In [15]:
import pandas as pd
import numpy as np
from matplotlib import pyplot as plt

! pip install mlxtend
from mlxtend.preprocessing import TransactionEncoder
from mlxtend.frequent_patterns import apriori, fpmax, fpgrowth
from mlxtend.preprocessing import TransactionEncoder
from mlxtend.frequent_patterns import apriori
from mlxtend.frequent_patterns import association_rules



# Association Rule for Store Dataset

In this case study, we will explore how association rule can be used to analyze the items that are usualy purcased together.
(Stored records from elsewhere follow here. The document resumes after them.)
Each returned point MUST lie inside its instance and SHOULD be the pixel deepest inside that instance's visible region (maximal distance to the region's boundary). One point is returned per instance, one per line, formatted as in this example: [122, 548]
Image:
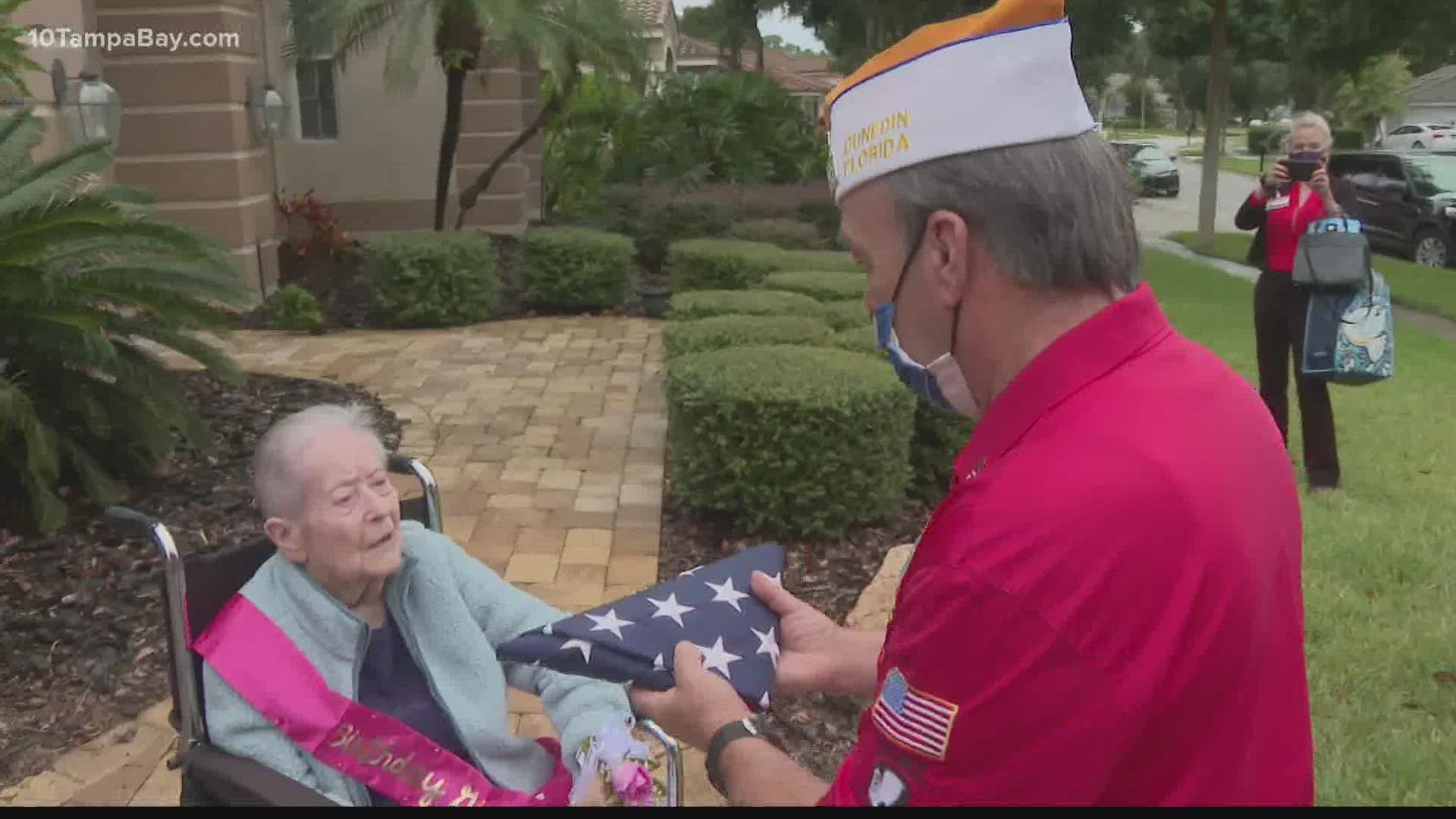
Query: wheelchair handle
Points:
[131, 521]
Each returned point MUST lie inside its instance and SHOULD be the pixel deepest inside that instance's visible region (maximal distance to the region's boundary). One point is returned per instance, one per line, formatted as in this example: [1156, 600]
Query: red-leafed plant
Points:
[319, 232]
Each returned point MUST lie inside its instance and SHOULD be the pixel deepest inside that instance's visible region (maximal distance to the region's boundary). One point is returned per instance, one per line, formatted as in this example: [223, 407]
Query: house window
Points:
[318, 115]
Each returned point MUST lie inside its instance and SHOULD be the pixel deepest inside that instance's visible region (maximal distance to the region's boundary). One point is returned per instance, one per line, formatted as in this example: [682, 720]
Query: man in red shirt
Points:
[1107, 607]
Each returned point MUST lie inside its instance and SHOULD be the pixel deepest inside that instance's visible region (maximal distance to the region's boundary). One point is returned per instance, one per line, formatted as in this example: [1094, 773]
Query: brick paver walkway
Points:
[546, 438]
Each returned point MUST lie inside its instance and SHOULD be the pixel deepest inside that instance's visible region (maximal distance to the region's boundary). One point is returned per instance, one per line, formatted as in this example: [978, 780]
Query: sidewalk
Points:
[548, 441]
[1439, 327]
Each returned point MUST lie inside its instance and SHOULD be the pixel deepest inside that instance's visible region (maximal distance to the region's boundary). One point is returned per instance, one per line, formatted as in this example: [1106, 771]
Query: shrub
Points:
[720, 264]
[91, 287]
[717, 333]
[1264, 139]
[938, 439]
[731, 264]
[788, 441]
[430, 279]
[576, 268]
[705, 303]
[823, 286]
[861, 340]
[780, 232]
[294, 308]
[848, 315]
[839, 261]
[823, 215]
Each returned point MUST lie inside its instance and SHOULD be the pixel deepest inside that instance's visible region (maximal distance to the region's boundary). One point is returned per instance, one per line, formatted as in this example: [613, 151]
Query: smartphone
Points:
[1301, 169]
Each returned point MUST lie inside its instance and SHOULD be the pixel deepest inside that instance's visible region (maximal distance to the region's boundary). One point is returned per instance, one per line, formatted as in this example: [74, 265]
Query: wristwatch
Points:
[739, 729]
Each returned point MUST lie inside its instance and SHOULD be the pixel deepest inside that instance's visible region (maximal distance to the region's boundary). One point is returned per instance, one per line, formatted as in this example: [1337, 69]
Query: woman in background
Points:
[1280, 210]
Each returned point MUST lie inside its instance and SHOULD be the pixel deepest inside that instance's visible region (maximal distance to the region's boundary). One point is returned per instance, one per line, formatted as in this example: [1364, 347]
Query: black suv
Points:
[1407, 202]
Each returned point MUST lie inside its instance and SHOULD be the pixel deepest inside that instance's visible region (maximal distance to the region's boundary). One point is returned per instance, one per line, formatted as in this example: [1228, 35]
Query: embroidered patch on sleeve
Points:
[913, 720]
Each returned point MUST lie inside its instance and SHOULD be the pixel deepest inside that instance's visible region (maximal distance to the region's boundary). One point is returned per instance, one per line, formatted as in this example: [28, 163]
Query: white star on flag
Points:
[670, 608]
[609, 623]
[582, 645]
[727, 594]
[718, 659]
[767, 645]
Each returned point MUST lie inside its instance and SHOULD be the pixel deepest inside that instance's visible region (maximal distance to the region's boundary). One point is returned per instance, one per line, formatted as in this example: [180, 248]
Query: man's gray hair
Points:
[275, 474]
[1056, 216]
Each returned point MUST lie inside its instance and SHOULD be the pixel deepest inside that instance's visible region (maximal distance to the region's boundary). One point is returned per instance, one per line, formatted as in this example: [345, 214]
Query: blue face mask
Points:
[941, 382]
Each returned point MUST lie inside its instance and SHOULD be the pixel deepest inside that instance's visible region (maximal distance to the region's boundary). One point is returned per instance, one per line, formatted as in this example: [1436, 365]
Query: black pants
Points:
[1279, 328]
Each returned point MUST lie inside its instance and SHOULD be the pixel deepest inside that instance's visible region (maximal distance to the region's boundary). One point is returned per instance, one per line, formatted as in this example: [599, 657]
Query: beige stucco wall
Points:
[388, 145]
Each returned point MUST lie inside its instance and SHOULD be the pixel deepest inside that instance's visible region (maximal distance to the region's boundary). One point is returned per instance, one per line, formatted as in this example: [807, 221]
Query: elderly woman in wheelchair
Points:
[359, 659]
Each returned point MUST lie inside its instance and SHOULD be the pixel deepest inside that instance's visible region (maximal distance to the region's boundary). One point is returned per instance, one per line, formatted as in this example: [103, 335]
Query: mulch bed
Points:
[80, 610]
[819, 730]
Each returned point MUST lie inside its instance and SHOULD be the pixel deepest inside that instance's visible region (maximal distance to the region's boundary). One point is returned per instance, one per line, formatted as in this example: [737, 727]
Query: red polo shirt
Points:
[1106, 610]
[1288, 219]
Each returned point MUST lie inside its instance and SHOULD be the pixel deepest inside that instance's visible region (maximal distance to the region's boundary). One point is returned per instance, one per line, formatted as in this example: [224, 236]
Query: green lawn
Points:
[1379, 588]
[1248, 165]
[1430, 289]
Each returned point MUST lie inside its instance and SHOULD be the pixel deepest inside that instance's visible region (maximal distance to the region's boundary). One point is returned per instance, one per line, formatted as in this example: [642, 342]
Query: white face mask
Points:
[941, 382]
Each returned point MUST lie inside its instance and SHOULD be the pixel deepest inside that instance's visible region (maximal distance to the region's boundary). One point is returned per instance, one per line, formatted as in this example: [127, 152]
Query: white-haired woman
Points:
[360, 657]
[1280, 210]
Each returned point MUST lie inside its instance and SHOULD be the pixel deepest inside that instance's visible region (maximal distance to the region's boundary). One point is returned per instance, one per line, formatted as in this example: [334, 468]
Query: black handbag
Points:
[1334, 254]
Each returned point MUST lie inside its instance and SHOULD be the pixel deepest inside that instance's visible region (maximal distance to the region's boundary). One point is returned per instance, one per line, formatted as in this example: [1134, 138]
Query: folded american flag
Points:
[632, 640]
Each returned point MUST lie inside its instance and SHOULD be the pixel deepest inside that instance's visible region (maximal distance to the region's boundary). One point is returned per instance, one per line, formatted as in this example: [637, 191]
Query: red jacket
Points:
[1286, 219]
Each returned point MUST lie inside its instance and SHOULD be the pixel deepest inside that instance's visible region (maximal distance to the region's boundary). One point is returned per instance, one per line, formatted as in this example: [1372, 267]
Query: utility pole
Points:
[1213, 126]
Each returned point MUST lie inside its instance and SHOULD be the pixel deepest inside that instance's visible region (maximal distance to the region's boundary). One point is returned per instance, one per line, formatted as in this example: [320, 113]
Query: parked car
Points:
[1420, 136]
[1405, 200]
[1155, 169]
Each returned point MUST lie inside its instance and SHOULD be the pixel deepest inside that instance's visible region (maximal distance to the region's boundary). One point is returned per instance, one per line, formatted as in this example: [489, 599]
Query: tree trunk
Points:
[1213, 124]
[472, 193]
[449, 142]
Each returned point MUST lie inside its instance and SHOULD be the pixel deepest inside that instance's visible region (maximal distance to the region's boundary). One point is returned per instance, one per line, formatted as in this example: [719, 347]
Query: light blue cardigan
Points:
[453, 610]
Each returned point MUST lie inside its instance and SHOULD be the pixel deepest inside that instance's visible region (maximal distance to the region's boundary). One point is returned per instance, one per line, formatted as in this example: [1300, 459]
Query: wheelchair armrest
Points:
[239, 781]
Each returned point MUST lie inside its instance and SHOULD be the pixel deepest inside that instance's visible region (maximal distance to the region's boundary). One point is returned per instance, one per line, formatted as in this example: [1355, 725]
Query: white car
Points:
[1419, 136]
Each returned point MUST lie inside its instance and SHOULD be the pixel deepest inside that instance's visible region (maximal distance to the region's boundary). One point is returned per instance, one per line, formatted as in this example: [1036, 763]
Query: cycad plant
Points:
[92, 289]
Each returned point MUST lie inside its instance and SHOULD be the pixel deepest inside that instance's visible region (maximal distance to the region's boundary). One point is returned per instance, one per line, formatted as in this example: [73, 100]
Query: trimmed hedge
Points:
[823, 286]
[848, 315]
[720, 264]
[780, 232]
[839, 261]
[734, 264]
[861, 340]
[576, 268]
[704, 303]
[788, 442]
[717, 333]
[428, 279]
[938, 439]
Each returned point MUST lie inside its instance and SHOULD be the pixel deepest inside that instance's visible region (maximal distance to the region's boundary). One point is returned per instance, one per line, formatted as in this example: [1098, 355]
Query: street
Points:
[1159, 216]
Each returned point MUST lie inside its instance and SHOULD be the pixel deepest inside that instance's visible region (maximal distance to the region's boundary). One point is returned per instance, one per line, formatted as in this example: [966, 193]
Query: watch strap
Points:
[734, 730]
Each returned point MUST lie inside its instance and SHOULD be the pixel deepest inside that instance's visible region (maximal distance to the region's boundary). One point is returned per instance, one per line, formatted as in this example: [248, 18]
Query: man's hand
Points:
[814, 653]
[698, 704]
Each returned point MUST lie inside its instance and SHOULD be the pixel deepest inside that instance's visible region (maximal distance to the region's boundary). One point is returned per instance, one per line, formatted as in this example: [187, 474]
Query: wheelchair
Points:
[194, 589]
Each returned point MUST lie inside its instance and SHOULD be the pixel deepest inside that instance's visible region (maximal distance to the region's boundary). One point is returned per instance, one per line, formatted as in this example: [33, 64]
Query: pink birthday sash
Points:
[255, 657]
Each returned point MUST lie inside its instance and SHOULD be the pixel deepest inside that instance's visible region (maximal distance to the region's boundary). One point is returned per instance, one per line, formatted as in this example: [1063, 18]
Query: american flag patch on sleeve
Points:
[913, 720]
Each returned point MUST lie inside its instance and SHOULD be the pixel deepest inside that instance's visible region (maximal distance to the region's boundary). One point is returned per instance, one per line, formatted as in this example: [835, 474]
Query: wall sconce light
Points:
[89, 108]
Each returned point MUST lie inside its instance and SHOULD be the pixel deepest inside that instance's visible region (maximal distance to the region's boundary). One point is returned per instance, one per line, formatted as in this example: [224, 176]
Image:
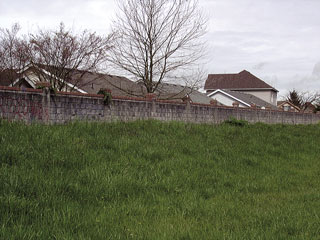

you can refer to this article to find out about apriori and association rule:
https://rasbt.github.io/mlxtend/user_guide/frequent_patterns/apriori/
https://rasbt.github.io/mlxtend/user_guide/frequent_patterns/association_rules/

## Load Data

We will use the dataset of the transaction in a certain store. You can get the dataset here: 
https://gist.githubusercontent.com/Harsh-Git-Hub/2979ec48043928ad9033d8469928e751/raw/72de943e040b8bd0d087624b154d41b2ba9d9b60/retail_dataset.csv

In [2]:
df = pd.read_csv('https://gist.githubusercontent.com/Harsh-Git-Hub/2979ec48043928ad9033d8469928e751/raw/72de943e040b8bd0d087624b154d41b2ba9d9b60/retail_dataset.csv')
df.head()

Unnamed: 0,0,1,2,3,4,5,6
0,Bread,Wine,Eggs,Meat,Cheese,Pencil,Diaper
1,Bread,Cheese,Meat,Diaper,Wine,Milk,Pencil
2,Cheese,Meat,Eggs,Milk,Wine,,
3,Cheese,Meat,Eggs,Milk,Wine,,
4,Meat,Pencil,Wine,,,,


# Get the set of product that has been purchased


Get the unique product that has been purchased

In [3]:
unique_products = set(pd.unique(df.values.ravel()))

print(unique_products)

{'Wine', 'Eggs', 'Cheese', 'Bread', 'Bagel', 'Diaper', 'Milk', 'Pencil', 'Meat', nan}


## Preprocess Data

In this step, we will transform our dataset so that we will have a one hot encoding based on the purchased products.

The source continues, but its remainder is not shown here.